Usually, this kind of behavior is small-scale enough that it's not a major enforcement priority; the SEC catches people doing this all the time, but there are a lot of them. However, in this case, it's a small-time grift that at least temporarily wiped out $17bn in market cap. So going after this is a bit like arresting people who steal copper pipes or catalytic converters: less about the proceeds they get and more about the negative externalities they impose on everyone else.
The Text Glut
Wikipedia is banning AI-generated content, and the number of apps submitted to the app store is up 55% YoY, adding delays to app approval. There turn out to be many cases where the cost of producing a given amount of text or code was effectively a tax or fine on doing so for spurious reasons. When the cost of creating a sequence of tokens declines, we get more tokens, but we also end up seeing other bottlenecks, like human approval, get more important. Wikipedia is probably more socially valuable if they forbid LLM content, because they'll provide cleaner training data (and, very conveniently, they link to sources, so we get training data on the specific question of how to readably summarize a complicated topic). And the other reason it's good for them to hold off on this is that an LLM-generated wiki article is superfluous when you can just generate the article you need by asking the chatbot of your choice. This is particularly helpful for hypothetical Wikipedia articles that take the intersection of a bunch of other articles—ChatGPT is great at answering history questions like "when and why did countries' leaders stop leading their troops in battle" or "What are some works of fiction about having writer's block, written by people who wrote that story in order to deal with writer's block?" The latent space of potentially useful Wikipedia articles that don't exist yet is vast, and the space of such articles that more than one person would want to read is sparse. So it's actually quite useful to keep the generative AI part separate from the human-vetted one, at least for now. For the app store, model collapse is less of a concern because apps get feedback from usage and revenue, so it's safer for Apple to find ways to speed up the approval process—perhaps taking advantage of some newfangled ways to review code at scale—and let the AI-created app influx continue.
Sora
The WSJ has an obituary for OpenAI's now-deprecated generative video product, Sora ($, WSJ). It was briefly popular, never quite reached escape velocity, and was costing them $1m/day worth of scarce GPU capacity.

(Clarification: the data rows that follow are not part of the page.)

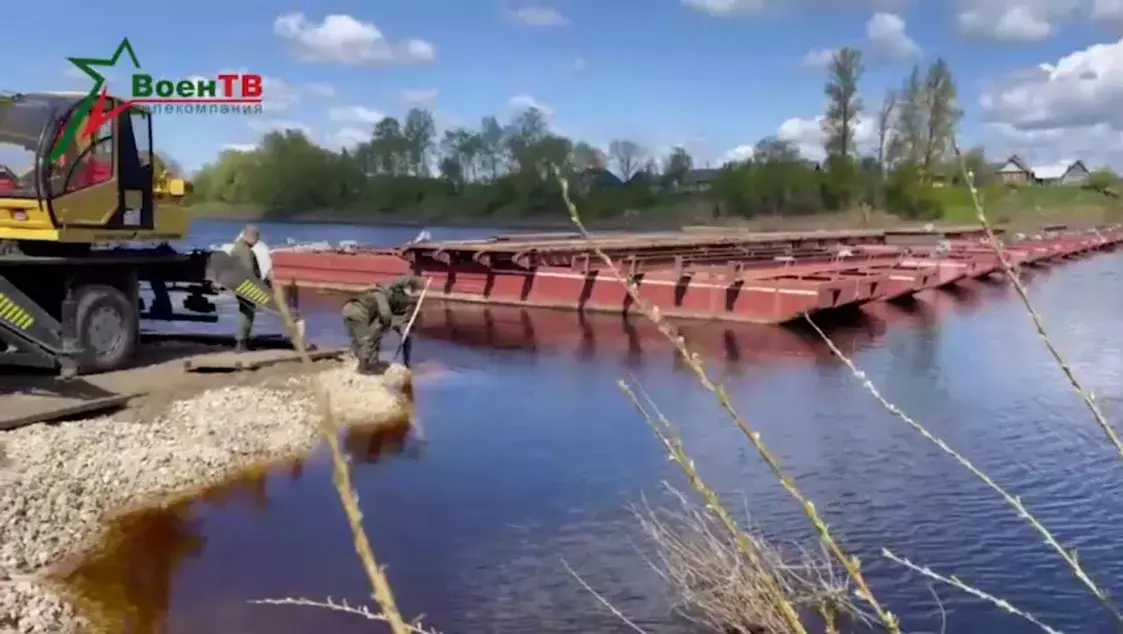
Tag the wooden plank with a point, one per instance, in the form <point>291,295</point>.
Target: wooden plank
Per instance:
<point>253,360</point>
<point>53,409</point>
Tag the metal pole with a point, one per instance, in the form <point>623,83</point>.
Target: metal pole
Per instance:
<point>409,325</point>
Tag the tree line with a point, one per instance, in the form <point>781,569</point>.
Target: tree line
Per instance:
<point>405,168</point>
<point>502,170</point>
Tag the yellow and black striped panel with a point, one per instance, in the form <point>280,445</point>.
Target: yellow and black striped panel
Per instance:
<point>11,312</point>
<point>253,292</point>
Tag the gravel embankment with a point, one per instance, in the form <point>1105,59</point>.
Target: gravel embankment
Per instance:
<point>57,483</point>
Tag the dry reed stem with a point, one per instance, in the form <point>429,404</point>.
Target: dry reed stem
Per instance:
<point>1086,395</point>
<point>694,361</point>
<point>953,581</point>
<point>345,607</point>
<point>1013,501</point>
<point>772,591</point>
<point>381,590</point>
<point>722,587</point>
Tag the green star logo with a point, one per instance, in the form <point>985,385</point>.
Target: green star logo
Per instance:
<point>97,95</point>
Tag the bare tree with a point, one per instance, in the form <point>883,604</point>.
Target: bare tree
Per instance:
<point>845,104</point>
<point>628,157</point>
<point>885,127</point>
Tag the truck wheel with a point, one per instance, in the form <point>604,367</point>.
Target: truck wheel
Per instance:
<point>106,327</point>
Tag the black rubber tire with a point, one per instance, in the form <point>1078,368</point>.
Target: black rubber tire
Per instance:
<point>97,356</point>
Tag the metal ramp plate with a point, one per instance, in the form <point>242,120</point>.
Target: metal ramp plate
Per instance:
<point>227,272</point>
<point>24,318</point>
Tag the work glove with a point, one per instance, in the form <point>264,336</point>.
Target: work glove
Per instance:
<point>399,323</point>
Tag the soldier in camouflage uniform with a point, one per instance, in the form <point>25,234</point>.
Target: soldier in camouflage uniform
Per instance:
<point>371,313</point>
<point>244,253</point>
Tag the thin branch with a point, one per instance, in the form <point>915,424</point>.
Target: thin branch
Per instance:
<point>694,361</point>
<point>603,600</point>
<point>1013,501</point>
<point>1086,395</point>
<point>953,581</point>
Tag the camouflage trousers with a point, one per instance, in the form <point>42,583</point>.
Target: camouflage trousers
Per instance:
<point>365,331</point>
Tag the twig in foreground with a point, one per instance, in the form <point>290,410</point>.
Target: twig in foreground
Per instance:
<point>953,581</point>
<point>382,593</point>
<point>694,361</point>
<point>1013,501</point>
<point>1086,395</point>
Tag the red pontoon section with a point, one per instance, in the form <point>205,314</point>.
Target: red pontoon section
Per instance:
<point>701,274</point>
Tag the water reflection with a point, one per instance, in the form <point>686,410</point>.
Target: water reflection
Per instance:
<point>126,585</point>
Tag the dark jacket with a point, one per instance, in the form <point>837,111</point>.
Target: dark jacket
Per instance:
<point>245,256</point>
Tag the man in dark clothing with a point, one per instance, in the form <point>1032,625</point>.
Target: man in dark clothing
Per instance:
<point>244,253</point>
<point>371,313</point>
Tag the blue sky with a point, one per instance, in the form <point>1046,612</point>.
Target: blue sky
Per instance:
<point>710,74</point>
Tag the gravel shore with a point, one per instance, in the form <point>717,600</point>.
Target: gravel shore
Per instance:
<point>58,483</point>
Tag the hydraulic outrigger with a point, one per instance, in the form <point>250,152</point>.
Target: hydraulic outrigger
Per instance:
<point>71,267</point>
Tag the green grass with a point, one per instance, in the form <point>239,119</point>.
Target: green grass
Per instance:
<point>1035,203</point>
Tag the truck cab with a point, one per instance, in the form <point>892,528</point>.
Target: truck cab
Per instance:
<point>100,187</point>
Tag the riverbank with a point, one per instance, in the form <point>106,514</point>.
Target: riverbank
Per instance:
<point>61,484</point>
<point>1016,209</point>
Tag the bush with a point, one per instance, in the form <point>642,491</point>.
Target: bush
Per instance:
<point>905,195</point>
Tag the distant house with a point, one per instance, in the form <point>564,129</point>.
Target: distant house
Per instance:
<point>1070,173</point>
<point>697,180</point>
<point>596,177</point>
<point>647,178</point>
<point>1014,171</point>
<point>1067,173</point>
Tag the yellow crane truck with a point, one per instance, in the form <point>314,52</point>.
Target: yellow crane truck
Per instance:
<point>81,235</point>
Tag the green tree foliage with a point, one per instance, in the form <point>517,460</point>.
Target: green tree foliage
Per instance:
<point>840,123</point>
<point>500,171</point>
<point>404,168</point>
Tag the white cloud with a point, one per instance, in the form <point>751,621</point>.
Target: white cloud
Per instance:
<point>343,39</point>
<point>807,135</point>
<point>1005,24</point>
<point>1030,20</point>
<point>264,126</point>
<point>722,8</point>
<point>321,90</point>
<point>540,16</point>
<point>818,58</point>
<point>887,38</point>
<point>1069,108</point>
<point>739,153</point>
<point>1084,88</point>
<point>347,137</point>
<point>1095,145</point>
<point>355,115</point>
<point>526,102</point>
<point>277,95</point>
<point>731,8</point>
<point>419,95</point>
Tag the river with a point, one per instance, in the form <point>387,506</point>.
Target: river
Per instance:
<point>532,456</point>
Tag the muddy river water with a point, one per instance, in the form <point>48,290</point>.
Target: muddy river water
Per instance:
<point>531,456</point>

One way to understand what went wrong is to compare Sora to TikTok, where the consumption experience is similar—not just because it's a sequence of random short videos, but also because the social graph is less important than recommendations based on user preferences. TikTok spent vast sums on user acquisition before it got to the point that many users were sticking around and making new videos, and they had to burn a lot of cash to get to critical mass. Sora had the same problem, with two twists: first, following the same strategy would cost them even more money because they'd pay to acquire users who were also expensive to serve. And second, there are already several scaled short-form video apps, where the most viral Sora content could be reposted to get more views. So to scale Sora, OpenAI would have to simultaneously subsidize its own users with inference and its own competitors with content, until it got the flywheel going. And even for a company that raises money in $10bn increments, that's more costly than it's worth.